Although important to many for a variety of reasons and interests, New York City neighborhoods do not have precisely defined boundaries. I am sure if you asked nearly anyone in your neighborhood, even those with professed geographic knowledge and skills, they would come up with different boundaries. The general extent may be in agreement but the precise layout of its extents (so important to us geographers) is seemingly always a point of contention.
Neighborhoods unlike administrative or political districts do not have defined functions and therefore do not require the precise definition of their borders. Wikepedia defines neighborhood ‘as a geographically localized community within a larger city, town or suburb. Neighborhoods are often social communities with considerable face-to-face interaction among members.’ (Note: liberties were taken with the spelling of words within the definition.)
Neighborhood boundaries are dynamic and can expand and contract over time. Consider Chinatown and Little Italy in Manhattan, the latter is contracting while the former is expanding. This is largely due to population shifts and the influx of new immigrants but there are other factors that can lead to change. Newcomers also arrive on occasion to the patchwork of NYC neighborhoods (e.g., DUMBO in the gentrifying section of Brooklyn). And names may change over time to ones more socially acceptable (e.g., Hell’s Kitchen is now largely referred to as Clinton).

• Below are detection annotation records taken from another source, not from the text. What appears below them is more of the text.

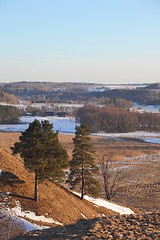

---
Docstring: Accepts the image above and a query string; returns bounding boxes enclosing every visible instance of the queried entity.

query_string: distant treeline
[0,90,19,104]
[77,105,160,133]
[0,105,19,124]
[0,82,160,105]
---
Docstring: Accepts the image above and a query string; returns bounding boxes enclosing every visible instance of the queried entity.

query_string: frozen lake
[0,116,160,144]
[0,116,79,133]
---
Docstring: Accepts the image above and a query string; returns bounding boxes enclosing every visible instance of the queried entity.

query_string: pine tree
[11,120,68,201]
[67,124,99,199]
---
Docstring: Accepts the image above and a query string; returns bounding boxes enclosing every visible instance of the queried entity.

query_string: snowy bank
[73,192,134,214]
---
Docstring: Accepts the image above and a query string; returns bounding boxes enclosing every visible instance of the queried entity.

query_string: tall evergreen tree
[67,124,99,199]
[11,120,68,201]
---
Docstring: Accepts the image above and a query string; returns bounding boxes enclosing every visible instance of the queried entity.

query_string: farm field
[0,132,160,212]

As much as we would love to map NYC’s neighborhoods and provide them to our constituents, the task is an impossible one and certainly one if attempted that would cause great consternation and contention. Therefore for the foreseeable future, neighborhood boundaries shall be missing but the imprecise labels shall remain. But that should not prevent anyone from enjoying their neighborhood and its contribution to New York City as a whole.